The club has had a few N Scale layouts since becoming a permanent fixture at the Railway Museum.
The club successfully exhibited Weepy Junction and Maple Deutsche at the AMRA(WA) Model Railway Show in June 2005 (see the gallery for pictures from the show). Although we didn’t win any prizes, we had a lot of fun and received a lot of positive feedback — especially about the quality of the scenery. We also took Maple Deutsche down to Albany in October 2005 for the Albany Hobby Expo. That was also a very successful and enjoyable exhibition — until nearly the whole crew came down with a gastro bug after it was over!
Weepy Junction
Weepy Junction is a small, portable N Scale layout (8m x 0.3m) consisting of two adjacent and interconnected shunting yards with a passenger station at one end and a fiddle yard at the other. The modular design is very lightweight and designed for easy transport.

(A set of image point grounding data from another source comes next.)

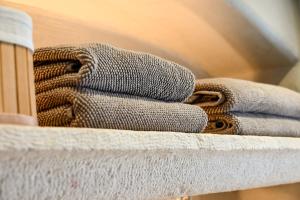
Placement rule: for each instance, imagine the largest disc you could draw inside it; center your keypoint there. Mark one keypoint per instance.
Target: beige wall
(203, 35)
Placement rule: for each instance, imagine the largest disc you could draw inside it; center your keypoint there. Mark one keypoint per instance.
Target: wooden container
(17, 94)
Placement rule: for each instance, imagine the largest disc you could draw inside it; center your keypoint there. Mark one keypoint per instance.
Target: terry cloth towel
(91, 108)
(291, 79)
(110, 69)
(248, 108)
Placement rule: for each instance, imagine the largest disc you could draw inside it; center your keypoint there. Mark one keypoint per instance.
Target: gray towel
(248, 108)
(109, 69)
(95, 109)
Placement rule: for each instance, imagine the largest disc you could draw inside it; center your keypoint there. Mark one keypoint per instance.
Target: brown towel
(109, 69)
(248, 108)
(95, 109)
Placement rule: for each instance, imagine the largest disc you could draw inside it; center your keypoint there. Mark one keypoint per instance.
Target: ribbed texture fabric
(70, 107)
(109, 69)
(101, 86)
(248, 108)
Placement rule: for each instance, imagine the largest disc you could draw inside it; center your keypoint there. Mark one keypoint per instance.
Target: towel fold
(100, 86)
(110, 69)
(95, 109)
(248, 108)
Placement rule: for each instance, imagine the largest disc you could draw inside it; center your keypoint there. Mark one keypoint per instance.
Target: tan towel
(244, 107)
(110, 69)
(90, 108)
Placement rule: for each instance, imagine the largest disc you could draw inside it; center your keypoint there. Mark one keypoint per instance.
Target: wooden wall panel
(17, 94)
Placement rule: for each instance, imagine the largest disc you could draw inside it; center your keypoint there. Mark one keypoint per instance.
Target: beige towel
(110, 69)
(248, 108)
(90, 108)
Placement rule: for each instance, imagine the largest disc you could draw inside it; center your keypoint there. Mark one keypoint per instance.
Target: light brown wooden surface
(206, 36)
(17, 82)
(9, 87)
(22, 80)
(282, 192)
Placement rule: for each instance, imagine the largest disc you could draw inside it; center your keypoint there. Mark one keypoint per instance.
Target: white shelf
(68, 163)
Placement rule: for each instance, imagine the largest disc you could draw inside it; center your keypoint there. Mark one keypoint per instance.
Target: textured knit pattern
(248, 108)
(109, 69)
(90, 108)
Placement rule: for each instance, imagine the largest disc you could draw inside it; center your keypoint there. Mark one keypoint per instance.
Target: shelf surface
(69, 163)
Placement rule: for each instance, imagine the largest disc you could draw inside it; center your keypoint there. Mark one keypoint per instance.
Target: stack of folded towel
(248, 108)
(100, 86)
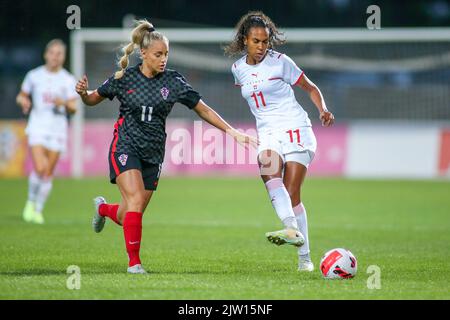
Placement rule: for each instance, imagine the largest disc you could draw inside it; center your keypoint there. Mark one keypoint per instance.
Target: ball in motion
(338, 263)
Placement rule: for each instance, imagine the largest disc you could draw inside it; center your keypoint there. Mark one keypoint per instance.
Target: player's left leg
(46, 183)
(294, 176)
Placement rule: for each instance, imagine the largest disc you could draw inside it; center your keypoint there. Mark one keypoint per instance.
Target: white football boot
(305, 264)
(98, 222)
(136, 269)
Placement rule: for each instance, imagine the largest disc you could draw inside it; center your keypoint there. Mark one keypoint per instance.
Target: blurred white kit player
(283, 126)
(47, 94)
(48, 124)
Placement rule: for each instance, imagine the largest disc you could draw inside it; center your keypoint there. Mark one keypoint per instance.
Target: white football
(338, 263)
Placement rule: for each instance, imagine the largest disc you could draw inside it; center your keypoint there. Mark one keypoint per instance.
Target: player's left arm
(209, 115)
(69, 104)
(326, 117)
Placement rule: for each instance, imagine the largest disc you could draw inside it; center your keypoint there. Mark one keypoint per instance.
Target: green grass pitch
(204, 239)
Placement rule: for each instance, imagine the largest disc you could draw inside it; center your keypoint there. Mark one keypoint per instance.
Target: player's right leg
(131, 186)
(271, 166)
(294, 176)
(35, 180)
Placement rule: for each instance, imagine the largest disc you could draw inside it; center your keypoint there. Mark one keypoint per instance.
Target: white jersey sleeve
(27, 84)
(291, 72)
(267, 88)
(235, 75)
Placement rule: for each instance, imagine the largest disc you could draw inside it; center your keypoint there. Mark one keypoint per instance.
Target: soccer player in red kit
(147, 93)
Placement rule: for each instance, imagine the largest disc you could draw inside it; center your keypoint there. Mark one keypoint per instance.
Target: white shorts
(297, 144)
(57, 143)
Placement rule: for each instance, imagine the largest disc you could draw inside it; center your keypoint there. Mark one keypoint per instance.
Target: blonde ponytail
(139, 38)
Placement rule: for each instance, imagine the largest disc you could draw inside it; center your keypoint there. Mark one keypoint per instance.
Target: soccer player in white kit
(286, 140)
(47, 95)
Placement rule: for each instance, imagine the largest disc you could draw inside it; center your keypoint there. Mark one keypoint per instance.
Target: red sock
(109, 210)
(132, 229)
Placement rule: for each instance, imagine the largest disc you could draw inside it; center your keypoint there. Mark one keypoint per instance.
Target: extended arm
(210, 116)
(90, 98)
(316, 97)
(24, 101)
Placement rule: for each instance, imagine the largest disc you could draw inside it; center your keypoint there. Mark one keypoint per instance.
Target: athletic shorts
(121, 162)
(57, 143)
(296, 144)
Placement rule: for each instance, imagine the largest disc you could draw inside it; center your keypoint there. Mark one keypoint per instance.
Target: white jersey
(44, 86)
(267, 88)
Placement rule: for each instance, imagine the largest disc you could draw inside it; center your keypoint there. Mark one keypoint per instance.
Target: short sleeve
(27, 84)
(108, 89)
(291, 72)
(235, 76)
(186, 95)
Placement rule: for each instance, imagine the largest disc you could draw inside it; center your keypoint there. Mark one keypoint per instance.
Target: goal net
(400, 74)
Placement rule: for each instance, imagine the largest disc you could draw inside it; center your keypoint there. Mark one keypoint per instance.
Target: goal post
(350, 65)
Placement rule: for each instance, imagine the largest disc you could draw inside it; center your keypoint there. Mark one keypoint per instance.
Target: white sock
(34, 183)
(302, 221)
(42, 195)
(281, 202)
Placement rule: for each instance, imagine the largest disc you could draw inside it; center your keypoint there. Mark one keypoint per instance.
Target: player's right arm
(89, 97)
(24, 101)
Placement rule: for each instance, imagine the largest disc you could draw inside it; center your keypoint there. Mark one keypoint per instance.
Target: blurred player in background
(47, 95)
(287, 142)
(147, 93)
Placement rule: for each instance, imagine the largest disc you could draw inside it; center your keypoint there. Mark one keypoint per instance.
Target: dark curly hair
(248, 21)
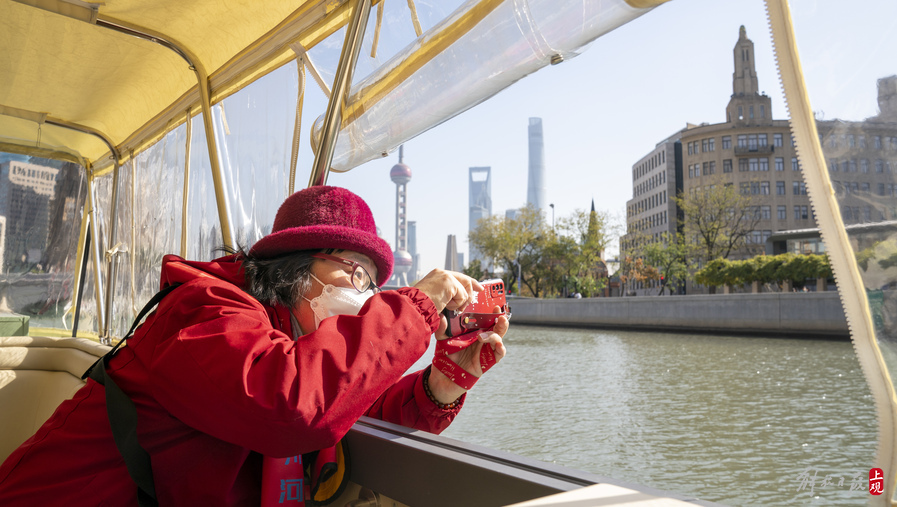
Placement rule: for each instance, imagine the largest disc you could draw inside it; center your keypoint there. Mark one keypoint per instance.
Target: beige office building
(756, 154)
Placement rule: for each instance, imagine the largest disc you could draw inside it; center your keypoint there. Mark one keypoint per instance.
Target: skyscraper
(480, 202)
(401, 175)
(535, 189)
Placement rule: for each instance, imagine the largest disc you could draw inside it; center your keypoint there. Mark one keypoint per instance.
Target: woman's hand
(446, 391)
(448, 289)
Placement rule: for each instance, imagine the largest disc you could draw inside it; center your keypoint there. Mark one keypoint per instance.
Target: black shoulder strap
(123, 415)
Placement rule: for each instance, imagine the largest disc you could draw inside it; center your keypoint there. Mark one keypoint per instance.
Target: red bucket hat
(326, 217)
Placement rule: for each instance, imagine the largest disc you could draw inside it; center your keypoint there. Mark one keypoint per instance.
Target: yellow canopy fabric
(128, 89)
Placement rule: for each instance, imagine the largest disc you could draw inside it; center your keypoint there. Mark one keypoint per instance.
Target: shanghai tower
(535, 189)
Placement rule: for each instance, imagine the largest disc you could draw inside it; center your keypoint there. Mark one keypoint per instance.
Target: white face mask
(336, 301)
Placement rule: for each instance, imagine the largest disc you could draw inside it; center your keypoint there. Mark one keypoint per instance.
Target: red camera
(478, 314)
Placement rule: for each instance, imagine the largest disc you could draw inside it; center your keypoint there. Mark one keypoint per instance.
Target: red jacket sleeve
(406, 403)
(217, 364)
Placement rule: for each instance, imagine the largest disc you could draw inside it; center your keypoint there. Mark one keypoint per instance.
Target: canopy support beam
(202, 78)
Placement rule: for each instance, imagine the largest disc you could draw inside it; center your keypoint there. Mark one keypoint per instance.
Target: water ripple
(728, 419)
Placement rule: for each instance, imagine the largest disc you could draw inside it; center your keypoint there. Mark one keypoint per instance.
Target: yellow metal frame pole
(338, 97)
(184, 208)
(217, 176)
(95, 253)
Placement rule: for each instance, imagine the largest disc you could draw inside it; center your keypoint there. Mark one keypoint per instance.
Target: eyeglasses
(361, 279)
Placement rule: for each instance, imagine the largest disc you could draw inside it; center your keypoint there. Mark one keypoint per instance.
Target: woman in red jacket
(255, 358)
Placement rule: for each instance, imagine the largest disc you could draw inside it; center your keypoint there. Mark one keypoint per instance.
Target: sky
(605, 109)
(601, 111)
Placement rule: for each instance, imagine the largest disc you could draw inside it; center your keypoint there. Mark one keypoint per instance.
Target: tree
(515, 243)
(669, 256)
(584, 237)
(635, 270)
(717, 219)
(549, 258)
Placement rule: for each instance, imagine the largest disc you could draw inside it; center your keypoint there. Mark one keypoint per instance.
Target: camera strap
(450, 369)
(123, 414)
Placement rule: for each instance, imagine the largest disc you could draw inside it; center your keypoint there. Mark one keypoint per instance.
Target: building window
(752, 142)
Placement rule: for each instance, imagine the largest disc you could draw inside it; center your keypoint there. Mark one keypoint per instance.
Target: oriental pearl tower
(401, 175)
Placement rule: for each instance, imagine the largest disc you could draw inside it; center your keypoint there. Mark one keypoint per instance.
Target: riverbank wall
(813, 314)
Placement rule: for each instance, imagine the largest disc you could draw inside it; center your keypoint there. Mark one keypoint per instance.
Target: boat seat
(36, 375)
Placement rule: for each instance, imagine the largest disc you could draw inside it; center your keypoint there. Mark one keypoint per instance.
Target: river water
(728, 419)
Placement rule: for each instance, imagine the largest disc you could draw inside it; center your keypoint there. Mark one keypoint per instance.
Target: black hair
(279, 280)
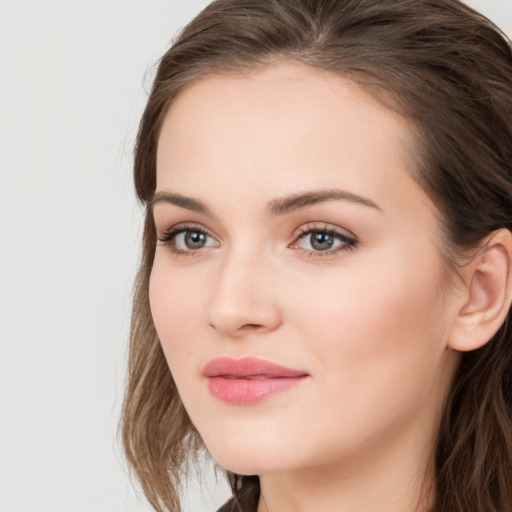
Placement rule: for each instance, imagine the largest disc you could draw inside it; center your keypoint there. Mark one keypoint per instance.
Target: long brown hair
(445, 68)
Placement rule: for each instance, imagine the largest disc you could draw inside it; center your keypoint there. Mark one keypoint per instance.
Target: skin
(368, 321)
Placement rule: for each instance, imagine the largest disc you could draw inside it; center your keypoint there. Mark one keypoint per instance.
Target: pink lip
(248, 380)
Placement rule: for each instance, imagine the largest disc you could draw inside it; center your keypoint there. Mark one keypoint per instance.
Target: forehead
(282, 128)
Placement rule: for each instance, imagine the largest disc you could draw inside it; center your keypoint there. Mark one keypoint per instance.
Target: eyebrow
(279, 206)
(299, 201)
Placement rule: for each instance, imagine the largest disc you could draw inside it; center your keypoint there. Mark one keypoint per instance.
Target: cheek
(175, 309)
(380, 326)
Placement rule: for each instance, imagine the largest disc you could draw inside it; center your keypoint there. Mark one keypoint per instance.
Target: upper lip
(248, 367)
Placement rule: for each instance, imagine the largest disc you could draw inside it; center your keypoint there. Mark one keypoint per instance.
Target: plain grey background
(73, 81)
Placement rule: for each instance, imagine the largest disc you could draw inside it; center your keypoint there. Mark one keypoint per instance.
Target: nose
(244, 297)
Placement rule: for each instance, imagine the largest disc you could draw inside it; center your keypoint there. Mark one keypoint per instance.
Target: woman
(324, 296)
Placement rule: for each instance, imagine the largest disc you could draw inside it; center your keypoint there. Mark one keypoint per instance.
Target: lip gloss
(249, 380)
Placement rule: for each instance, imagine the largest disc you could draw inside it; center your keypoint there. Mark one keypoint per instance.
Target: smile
(249, 381)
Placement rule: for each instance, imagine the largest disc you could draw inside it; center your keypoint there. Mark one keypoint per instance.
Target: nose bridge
(243, 298)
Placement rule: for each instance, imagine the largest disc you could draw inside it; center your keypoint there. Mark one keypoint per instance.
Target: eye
(322, 241)
(186, 240)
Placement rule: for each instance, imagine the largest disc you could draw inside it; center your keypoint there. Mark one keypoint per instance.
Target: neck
(389, 479)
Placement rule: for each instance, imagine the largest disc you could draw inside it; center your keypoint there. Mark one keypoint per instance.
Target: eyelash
(348, 243)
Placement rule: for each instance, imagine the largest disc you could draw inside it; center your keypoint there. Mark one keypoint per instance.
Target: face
(297, 286)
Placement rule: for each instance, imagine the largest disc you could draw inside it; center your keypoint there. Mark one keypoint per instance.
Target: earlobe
(488, 296)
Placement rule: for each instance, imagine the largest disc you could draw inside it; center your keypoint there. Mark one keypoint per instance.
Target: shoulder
(229, 506)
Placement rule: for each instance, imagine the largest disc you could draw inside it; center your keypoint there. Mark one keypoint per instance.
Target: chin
(248, 457)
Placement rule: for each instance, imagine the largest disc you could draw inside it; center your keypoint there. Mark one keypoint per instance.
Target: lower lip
(249, 391)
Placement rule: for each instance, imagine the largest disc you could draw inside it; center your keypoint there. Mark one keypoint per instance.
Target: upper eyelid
(299, 232)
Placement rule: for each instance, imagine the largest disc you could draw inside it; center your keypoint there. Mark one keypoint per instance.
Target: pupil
(195, 239)
(321, 241)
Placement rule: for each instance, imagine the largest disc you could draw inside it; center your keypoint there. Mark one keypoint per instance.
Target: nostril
(251, 327)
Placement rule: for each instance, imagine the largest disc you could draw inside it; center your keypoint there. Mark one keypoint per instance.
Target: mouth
(249, 380)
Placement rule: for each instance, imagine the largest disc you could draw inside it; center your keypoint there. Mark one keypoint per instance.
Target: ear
(487, 294)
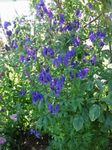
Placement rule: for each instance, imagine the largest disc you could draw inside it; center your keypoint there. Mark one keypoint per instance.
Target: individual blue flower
(22, 58)
(92, 36)
(69, 54)
(101, 43)
(82, 73)
(35, 132)
(72, 74)
(56, 85)
(44, 77)
(57, 60)
(14, 44)
(22, 93)
(36, 96)
(48, 52)
(76, 24)
(93, 60)
(90, 5)
(50, 14)
(74, 64)
(101, 34)
(53, 108)
(76, 41)
(31, 53)
(6, 24)
(78, 13)
(9, 32)
(61, 18)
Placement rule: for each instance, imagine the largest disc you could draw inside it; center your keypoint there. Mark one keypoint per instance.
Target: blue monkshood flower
(74, 64)
(82, 73)
(76, 41)
(17, 31)
(93, 60)
(58, 60)
(53, 109)
(90, 5)
(14, 44)
(69, 54)
(41, 3)
(78, 13)
(84, 59)
(2, 110)
(9, 32)
(50, 14)
(44, 77)
(110, 16)
(31, 53)
(72, 74)
(48, 52)
(92, 36)
(101, 34)
(101, 43)
(61, 18)
(56, 85)
(36, 96)
(22, 93)
(22, 58)
(76, 24)
(2, 140)
(27, 40)
(35, 132)
(6, 24)
(69, 27)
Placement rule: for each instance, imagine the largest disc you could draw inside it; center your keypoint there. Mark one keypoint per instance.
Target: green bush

This layout was the personal layout of past president Peter Tullis and he donated it to the club when his deteriorating health meant he could no longer enjoy it at home. “Weepy” came from one of George Sumner’s nicknames for Peter: “Wee-Pierre”, alluding to Peter’s height!
This layout is mothballed in storage for potential future use.
Maple Deutsche
Maple Deutsche was a large, modular layout designed for relatively easy transportation and exhibiting. The name came from the two main prototypes modelled by N Scale modellers in the group at the time: Canadian (Peter Tullis) and German (Garry West and Graham Reddin). The main station on the layout was called “Redwintul Park West” — a portmanteau of the surnames of the members of the group: Graham Reddin, Roger Winfield, Peter Tullis, Ross Parker, and Garry West.
After exhibiting the layout twice in one year, there was little interest within the group to once again undertake the huge effort it takes to dismantle, transport, re-assemble, operate for just a couple of days — then have to repeat the process to bring it all back again! To further exacerbate things, the layout was now ‘complete’ and there was no major work that could be done on it.
The group quickly realised its members are ‘builders’ not ‘operators’. There is much more satisfaction gained from building a new layout than simply operating an existing one — especially one in which there are some design shortcomings and compromises that simply cannot be fixed without starting again.
Hence, after a few years the decision was made to dismantle Maple Deutsche completely and start again with a larger (17m x 2m), permanently fixed N Scale layout with a high speed running line (for ICE, TGC or Japanese ‘Bullet’ trains), two continuous loops for normal passenger trains and a branch line and goods yard for freight trains.